In May 2023, the Center for AI Safety (CAIS), a non-profit organisation whose mission is to reduce societal-scale risks from artificial intelligence, published the following Global Statement on AI Risk signed by 600 leading AI researchers and public figures:

Mitigating the risk of extinction from AI should be a global priority alongside other societal-scale risks such as pandemics and nuclear war

Two months earlier, many of the same individuals signed an Open Letter published by the Future of Life Institute calling on all AI labs to immediately pause for at least 6 months the training of AI systems more powerful than GPT-4. It didn’t happen.

The response to these pleas has been for some governmental organisations to produce, but not yet implement, legislation to exercise some degree of control over the development of AI products.

Are legislators going far enough in controlling AI product development? Should they also be placing controls on users and usage of these products? While this may seem a step too far, experience from the regulation of the use of automobiles could provide some useful pointers.
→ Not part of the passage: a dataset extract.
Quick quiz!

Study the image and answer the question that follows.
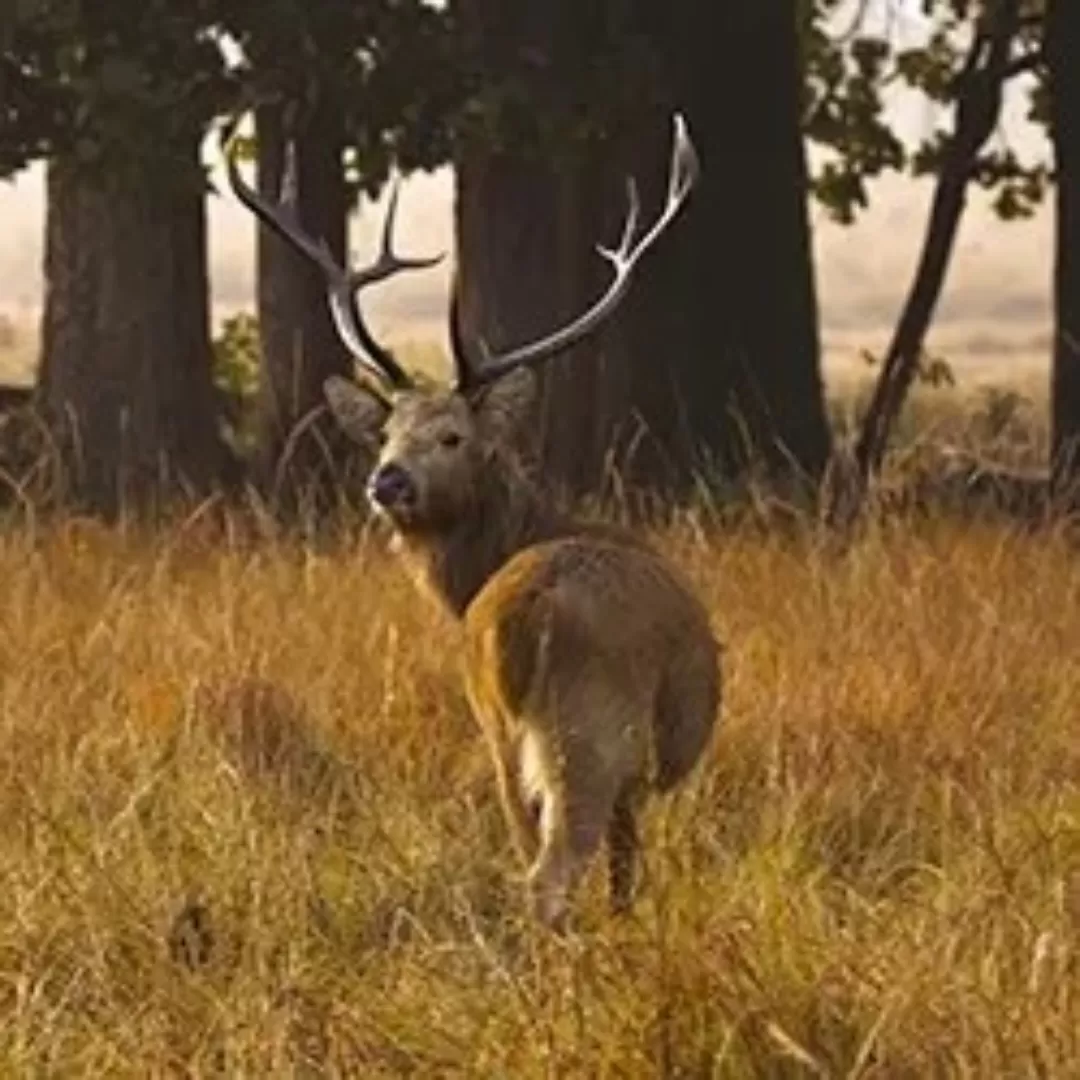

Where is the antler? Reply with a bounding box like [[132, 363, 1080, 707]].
[[221, 108, 444, 389], [450, 113, 701, 390]]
In most countries, to drive an automobile you need to pass a test to obtain a licence which may be suspended if you fail to observe several regulations, such as speed limits, traffic lights, drink driving laws and the use of seat belts. Could the same principles be applied to using AI products? In this scenario, users of certain AI products, for example generative AI products such as ChatGPT, would require a licence which could be withdrawn if they fail to follow an established set of regulations.

To understand the potential opportunities of such an approach, it's informative to understand how long and difficult it was to introduce regulations and controls applied to driving automobiles. Vested interests played a significant role in resisting a number of the developments on the grounds that they impacted personal freedom but they are now considered to be sensible and acceptable.

The table below provides a timeline of some of the key developments.

Dates of introduction of vehicle regulations

The history of speed limits is a little more complex.

For example, in the United Kingdom, at the time of the first long-distance car journey in 1895, there was a speed limit on UK roads of 2 mph in a populated area and 4 mph elsewhere. In 1896, following lobbying from car manufacturers and motoring enthusiasts the maximum speed limit was increased to 14 mph. This development is still celebrated with the annual London to Brighton veteran car run. The speed limit was increased in 1903 to 20 mph but was widely ignored and was abolished in 1930. A 30-mph limit in "a built-up area" was introduced in 1936 and a 70-mph limit on motorways in 1965. 

The experience of controlling the use of automobiles highlights the challenges in implementing similar controls but also demonstrates that applying similar controls to other technologies may be both possible and acceptable.